Un linguaggio del genere sarebbe giustamente considerato intollerabile, offensivo e incivile: evocherebbe Goebbels, le pagine più nefande della storia di questo secolo. Nei confronti degli omosessuali, certe manifestazioni di elementare rispetto per la dignità umana non sono ancora considerate ovvie e doverose.
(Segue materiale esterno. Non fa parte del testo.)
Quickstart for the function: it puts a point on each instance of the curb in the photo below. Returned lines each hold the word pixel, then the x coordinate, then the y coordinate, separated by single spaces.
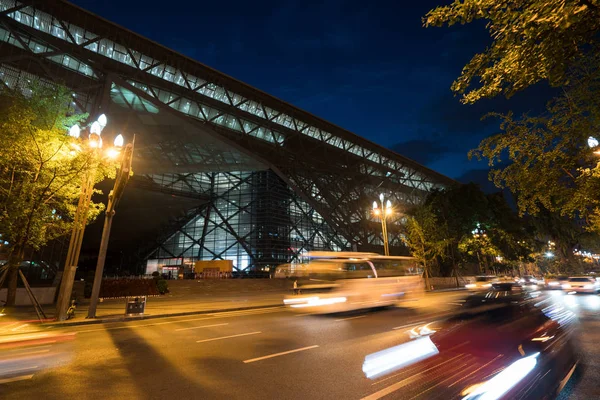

Ancor oggi, come negli anni cinquanta, nella cronaca nera dei giornali italiani anche progressisti, capita che si fantastichi su "ambienti omosessuali" per loro natura "torbidi", su amicizie "particolari", frequentazioni "ambigue"; banali o anche frettolosi rapporti sessuali fra due persone diventano inesplicabilmente “festini”, definizione che nessuno si sognerebbe di applicare neppure ai più eccentrici tipi di rapporto eterosessuale.

E' in questo ambiente di fantasia giornalistica che maturano i "delitti gay", per i quali è d'obbligo seguire la "pista omosessuale" nel sottobosco delle "relazioni pericolose" intrinseche al “mondo omosessuale”. Insomma: se un fatto di cronaca nera coinvolge una persona omosessuale, si scatena una furia macellaia e morbosa che distrugge l’onorabilità di tutte le persone coinvolte o anche solo testimoni, e su tutti i giornali compaiono titoli ad effetto sul "delitto a sfondo omosessuale". Ma se la cosa riguardasse un eterosessuale nessuno parlerebbe di omicidio maturato nel torbido mondo eterosessuale (qui si usano locuzioni più delicate, come "delitto passionale").
Come detto, questo malcostume è di solito confinato nella cronaca nera, ma vi sono anche altri modi, più sottili, attraverso cui i media spesso contraddicono le loro stesse intenzioni, che in questa materia sono state negli ultimi anni per lo più “civilizzatrici”.

Così, di manifestazioni gay che talvolta potrebbero apparire quasi cortei sindacali di bancari, vengono divulgate solo le poche (percentualmente di solito pochissime) immagini capaci di confermare gli stereotipi tradizionali (formatisi nelle epoche in cui solo gli omosessuali il cui aspetto rispondeva alle attese del pubblico eterosessuale venivano riconosciuti come tali).

Così, se un personaggio noto si dichiara gay, si dice che “ammette” la sua omosessualità: ma si “ammette” la propria responsabilità in un delitto, si “ammette” una colpa; a nessuno verrebbe in mente di “ammettere” qualcosa di moralmente neutro, come avere i capelli rossi o gli occhi verdi.

Così, ma questa non è certo una caratteristica che riguardi solo questa materia, vi è spesso molta superficialità e mancanza di conoscenze sull’argomento di cui si parla.

In un ipotetico (ben nutrito) dizionario dell’inglese inventato dai giornalisti italiani andrebbe inserito l’uso invalso di “outing” al posto di “coming out” (mentre il primo termine in inglese designa la denuncia pubblica dell’omosessualità praticata di nascosto da personaggi che sostengono politiche discriminatorie ai danni degli omosessuali, il secondo è quello con cui si indica la dichiarazione di essere omosessuale effettuata dal diretto interessato).

Più grave ancora, si attribuiscono al movimento gay obiettivi prioritari “decisi” dai loro avversari, come dimostra l’ossessivo interesse per la questione delle adozioni, neppure inserita nella maggior parte dei progetti di legge propugnati in Italia dalle maggiori organizzazioni gay.

Ma questi ultimi rilievi rimandano a un problema più generale: nella società italiana, a differenza che in tutto il resto dell’Occidente, non si è ancora capito che la questione omosessuale non è una questione di costume o di frivole mode erotiche o “trasgressive”, ma una tipica questione di diritti umani.